At a meeting Friday in Frankfurt, European Central Bank leaders decided to keep interest rates at a seven-year high in order to combat inflation. After the meeting, some commented that there is a good chance that Eurozone inflation will continue to rise.
Boeing machinists are threatening to strike Saturday after rejecting an 11-percent raise over three years. The strike is supported by 87 percent of the workers, who are angry about outsourcing and cuts to their health benefits.
Indian and American leaders met in Vienna with members of the 45-nation Nuclear Suppliers Group, asking for approval for a 2005 nuclear cooperation agreement. India pledged not to engage in a nuclear arms race, but four nations have yet to give approval.

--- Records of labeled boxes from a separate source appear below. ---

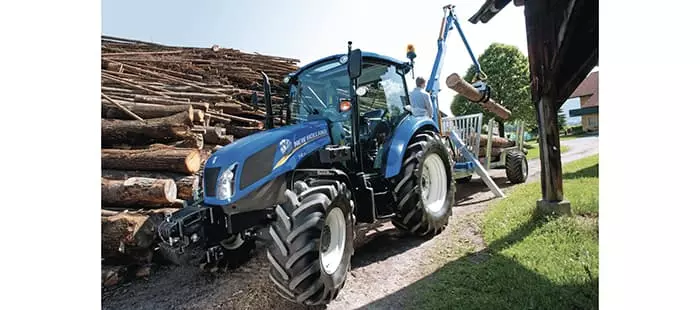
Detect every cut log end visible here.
[185,152,202,173]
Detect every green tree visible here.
[450,43,537,136]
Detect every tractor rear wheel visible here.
[506,150,528,184]
[392,131,456,237]
[267,180,354,306]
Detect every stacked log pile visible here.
[101,36,299,285]
[479,135,515,157]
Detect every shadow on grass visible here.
[362,211,598,309]
[562,164,598,179]
[350,227,427,269]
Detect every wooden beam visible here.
[525,0,564,211]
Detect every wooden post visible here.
[537,94,571,215]
[524,0,571,215]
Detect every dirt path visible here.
[102,137,598,309]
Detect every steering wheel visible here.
[360,109,386,139]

Zimbabwean opposition leader Morgan Tsvangirai has refused to sign a power-sharing agreement with President Robert Mugabe despite Mugabe threatening to unilaterally appoint a cabinet if he doesn’t sign.
In a press conference with Georgian President Mikhail Saakashvili in Tbilisi, U.S. Vice President Dick Cheney denounced Russia’s invasion as “an illegitimate, unilateral attempt to change your country’s borders by force, that has been universally condemned by the free world” and promised that Georgia will be admitted to NATO.

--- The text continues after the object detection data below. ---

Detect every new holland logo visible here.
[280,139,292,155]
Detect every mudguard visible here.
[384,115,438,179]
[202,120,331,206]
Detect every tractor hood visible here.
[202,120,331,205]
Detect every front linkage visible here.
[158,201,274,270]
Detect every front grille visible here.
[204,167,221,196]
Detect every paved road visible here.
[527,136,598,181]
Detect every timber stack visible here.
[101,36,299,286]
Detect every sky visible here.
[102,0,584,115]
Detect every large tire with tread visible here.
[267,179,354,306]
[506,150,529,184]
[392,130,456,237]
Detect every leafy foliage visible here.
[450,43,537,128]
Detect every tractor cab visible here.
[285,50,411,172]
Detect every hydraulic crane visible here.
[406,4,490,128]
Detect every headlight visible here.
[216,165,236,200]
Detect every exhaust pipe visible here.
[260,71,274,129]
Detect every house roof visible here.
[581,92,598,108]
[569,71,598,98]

Angola is holding its first election since 1992, when rebel group UNITA accused the ruling MPLA party of cheating a started a civil war. There have been long delays and technical problems at polling stations today that may require an extension of voting.
The number of suicides by active American soldiers in 2008 is on pace to set an all-time record for one year and, for the first time since the Vietnam War, exceed the rate of suicides among the general population.
Former Republican lobbyist Jack Abramoff was sentenced to four years in prison Thursday on corruption charges. Abramoff could have received up to 12 and a half years but received a reduced sentence for cooperating with investigators.
Texas authorities are dropping many of the cases against parents in the Yearning for Zion polygamist ranch. Thus far, Child Protective Services has dropped 235 of the 440 custody cases, allowing those parents to leave the state and dropping the requirement to attend parenting classes.
Mohammad Qatanani, a Muslim imam who has been accused by federal officials of having terrorist ties, will be allowed to remain in the United States after a federal judge in New Jersey ruled that the government’s deportation case against him was “patently incomplete.”
Ariz. Sen. John McCain accepted the Republican nomination for president and delivered a speech that focused on his POW experience and his commitment to nonpartisan reform. For more coverage of the GOP Convention, see the findingDulcinea Convention News Roundup.
The Food and Drug Administration ordered stronger warnings on four rheumatoid arthritis medications—Cimzia, Enbrel, Humira, and Remicade—after receiving 240 reports of patients developing a fungal infection.
Microsoft debuted a much-hyped television commercial featuring company founder Bill Gates and comedian Jerry Seinfeld Thursday night. The ad, which showed Gates and Seinfeld shopping for shoes and had a tagline of “The Future. Delicious,” is part of a $300 million ad campaign.
Marion Jones, an Olympic sprinter who was stripped of her five gold medals for admitting to steroid use, was released from prison Friday after serving most of her six-month sentence for lying to federal prosecutors about her drug use.